On Mon, 5 Aug 2019 12:29:19 +0200
Linus Walleij <linus.wall...@linaro.org> wrote:

> On Fri, Jul 26, 2019 at 12:43 AM Rob Herring <r...@kernel.org> wrote:
> > On Thu, Jul 25, 2019 at 12:23 AM H. Nikolaus Schaller <h...@goldelico.com> 
> > wrote:  
> 
> > > I tried to convince Linus that this is the right way but he convinced
> > > me that a fix that handles all cases does not exist.
> > >
> > > There seem to be embedded devices with older DTB (potentially in ROM)

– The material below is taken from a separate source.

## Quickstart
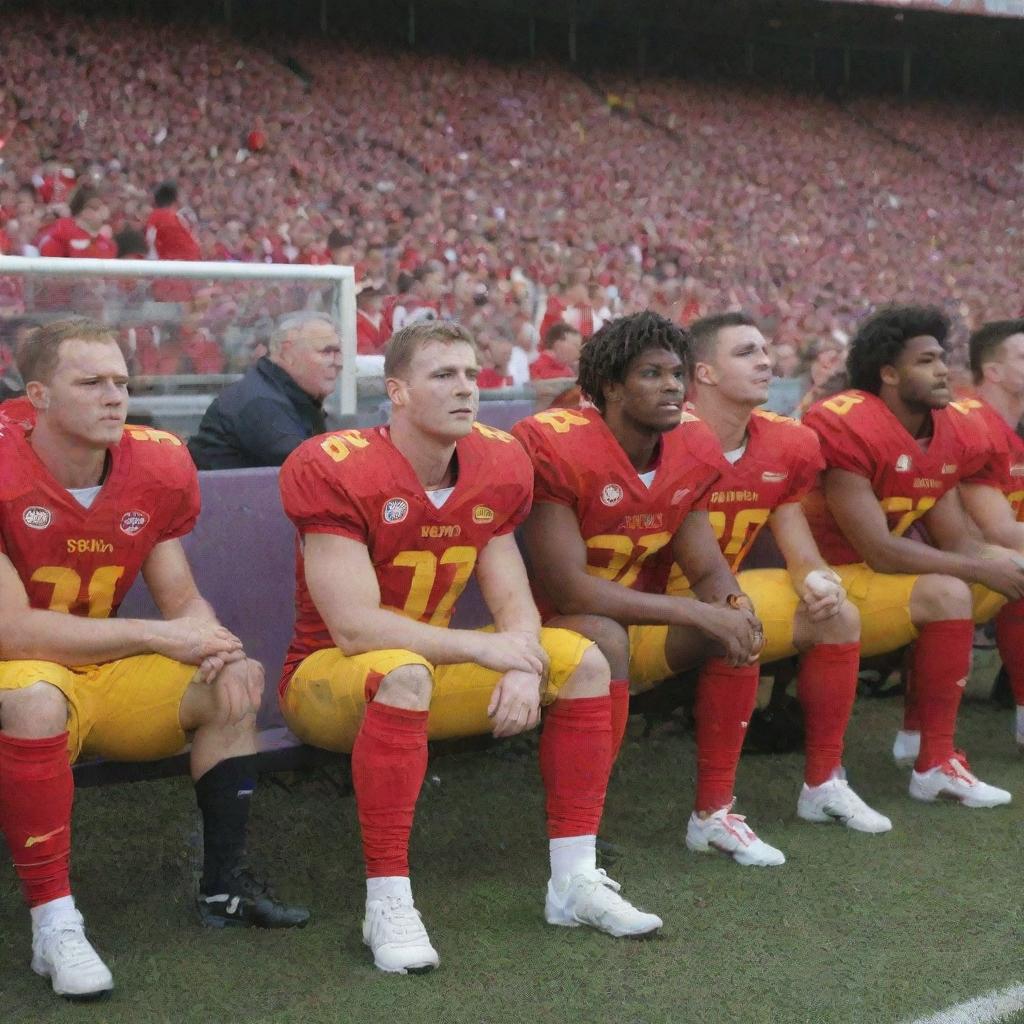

> > > which provide a plain 0 value for a gpios definition. And either with
> > > or without spi-cs-high.
> > >
> > > Since "0" is the same as "GPIO_ACTIVE_HIGH", the absence of
> > > spi-cs-high was and must be interpreted as active low for these
> > > devices. This leads to the inversion logic in code.
> > >
> > > AFAIR it boils down to the question if gpiolib and the bindings
> > > should still support such legacy devices with out-of tree DTB,
> > > but force in-tree DTS to add the legacy spi-cs-high property.
> > >
> > > Or if we should fix the 2 or 3 cases of in-tree legacy cases
> > > and potentially break out-of tree DTBs.  
> >
> > If it is small number of platforms, then the kernel could handle those
> > cases explicitly as needed.
> >  
> > > IMHO it is more general to keep the out-of-tree DTBs working
> > > and "fix" what we can control (in-tree DTS).  
> >
> > If we do this, then we need to not call spi-cs-high legacy because
> > we're stuck with it forever.  
> 
> I agree. The background on it is here:
> https://lkml.org/lkml/2019/4/2/4
> 
> Not using the negatively defined (i.e. if it is no there, the line is
> by default active low) spi-cs-high would break
> PowerPC, who were AFAICT using this to ship devices.
> 
is this thing now just waiting for someone to do a s/legacy//?